Edward Shillito “got it”. He was an English Christian who endured the horrors of the First World War, and afterward wrote a poem which speaks powerfully to the meaning of Jesus’ scarred hands and side; He called it JESUS OF THE SCARS, If we have never sought, we seek Thee now: Thine eyes burn through the dark, our only scars; We must have sight of thorn pricks on Thy brow; We must have thee, O Jesus of the scars. The heavens frighten us; they are too calm; In all the universe we have no place; Our wounds are hurting us, where is the balm? Lord Jesus, by Thy scars we claim Thy grace. If when the doors are shut, Thou drawest near, Only reveal those hands, that side of Thine; We know today what wounds are, have no fear, Show us the scars, we know the countersign. The other gods were strong, but thou wast weak; They rode, but thou didst stumble to a throne, But to our wounds, only God’s wounds can speak, And not a god has wounds, but Thou alone.

One day soon, the Jews who so seek a sign will actually have a ‘Thomas experience”. They don’t believe in Jesus right now, He wasn’t powerful enough for them, He was crucified : He didn’t bring peace to the World, so they can’t see God in Him! But we are told by the Prophet Zechariah, that in the last days, “…They shall look upon me whom they have pierced, and shall mourn for Him as an only son, and shall be in bitterness for him as one is in bitterness for his firstborn…” (Zech. 12:10)
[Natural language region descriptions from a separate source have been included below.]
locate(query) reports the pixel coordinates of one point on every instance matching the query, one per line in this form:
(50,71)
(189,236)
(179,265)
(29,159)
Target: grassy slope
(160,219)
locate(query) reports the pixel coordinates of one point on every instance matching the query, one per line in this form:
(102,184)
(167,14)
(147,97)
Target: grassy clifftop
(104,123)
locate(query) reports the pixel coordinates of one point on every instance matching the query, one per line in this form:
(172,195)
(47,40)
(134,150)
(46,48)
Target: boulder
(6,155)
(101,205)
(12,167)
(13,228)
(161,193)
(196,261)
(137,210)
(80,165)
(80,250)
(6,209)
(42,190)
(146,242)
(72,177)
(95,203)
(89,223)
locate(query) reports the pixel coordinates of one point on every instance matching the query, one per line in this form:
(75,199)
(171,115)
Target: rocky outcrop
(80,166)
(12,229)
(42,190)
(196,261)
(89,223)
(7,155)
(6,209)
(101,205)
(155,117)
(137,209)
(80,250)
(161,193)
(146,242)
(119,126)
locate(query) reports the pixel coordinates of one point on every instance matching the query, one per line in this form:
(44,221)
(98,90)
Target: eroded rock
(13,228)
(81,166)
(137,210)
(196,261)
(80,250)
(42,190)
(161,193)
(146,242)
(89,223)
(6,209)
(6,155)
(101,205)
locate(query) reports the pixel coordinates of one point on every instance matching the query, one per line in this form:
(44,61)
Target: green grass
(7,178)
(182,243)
Like Thomas, seeing the scars of Jesus will cause them to believe, and own Him as “Lord and God”. We are told that on that day a fountain shall open up for cleansing, “In that day there shall be a fountain opened to the house of David and to the inhabitants of Jerusalem for sin and uncleanness.” (Zech 13:1) Thus the picture in John of the handling of Jesus’ scars is a picture of the consummation of history, the final salvation of Israel and the end of the world. What a God! What a Savior! My Lord and My God.